Agalsidase-β should be proposed as first line therapy in classic male Fabry patients with undetectable α-galactosidase A activity.

Background: Fabry disease (FD) is a rare X-linked lysosomal storage disease caused by mutations in the α-galactosidase A (GLA) gene leading to deficiency of α-galactosidase A (α-gal A). This results in progressive multisystemic glycosphingolipid accumulation, especially globotriaosylceramide (Gb3) and globotriaosylsphingosine (Lyso-Gb3). Enzyme replacement therapy with two recombinant enzymes, agalsidase-α and -β is approved for two different dosages. However, little is known about which enzyme is more effective in decreasing the metabolite load in male and female patients with the classic form of the disease.

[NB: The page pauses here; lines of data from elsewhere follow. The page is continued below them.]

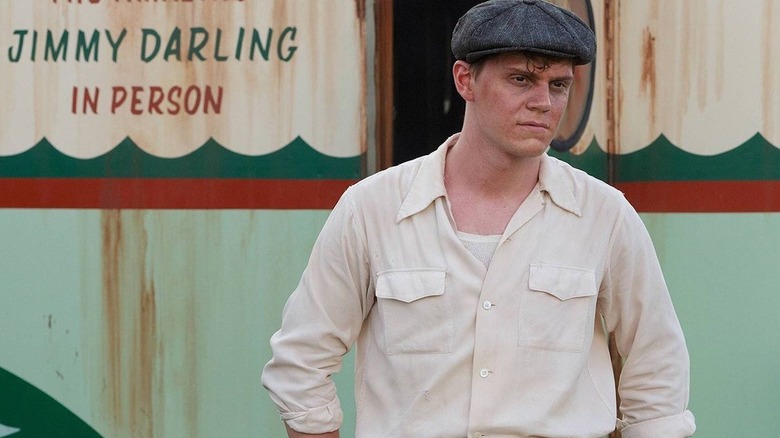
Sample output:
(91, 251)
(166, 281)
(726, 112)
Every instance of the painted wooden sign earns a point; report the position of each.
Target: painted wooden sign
(142, 104)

Methods: In this prospective observational study, 14 consecutive adult Fabry patients (10 males) with a classic GLA-mutation, were switched from agalsidase-α to agalsidase-β at the respective licensed doses. Lyso-Gb3 levels were measured before the switch and for a period of 12 months after the switch in dried blood spots by tandem mass spectrometry.

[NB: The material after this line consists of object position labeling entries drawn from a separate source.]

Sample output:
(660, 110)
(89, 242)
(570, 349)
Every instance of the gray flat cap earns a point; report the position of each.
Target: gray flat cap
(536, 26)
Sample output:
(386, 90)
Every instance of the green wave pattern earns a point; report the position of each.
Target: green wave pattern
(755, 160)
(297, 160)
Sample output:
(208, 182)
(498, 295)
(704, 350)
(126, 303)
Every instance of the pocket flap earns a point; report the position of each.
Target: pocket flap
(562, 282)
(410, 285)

Results: Mean age at start of the switch was 36.7 ± 14 years. Plasma Lyso-Gb3 levels decreased from 27.2 ± 17.9 ng/mL before the switch to 16.8 ± 10.5 ng/mL after the switch (mean reduction of 30.1%; p = 0.004). The decrease was maximal in the subgroup of 7 male patients with no or very low residual enzyme activity (mean reduction of 40.4%). However, two females with high residual enzyme activity also showed a reduction >30% after the switch. In male patients, the reduction of plasma Lyso-Gb3 correlated negatively with the residual α-gal A activity: r = -0.803; p = 0.009.

Conclusion: Agalsidase-β at licensed dose is significantly more effective than agalsidase-α to reduce Lyso-Gb3 levels in classic Fabry patients, and should be used as first line therapy in classic males with no residual enzyme activity.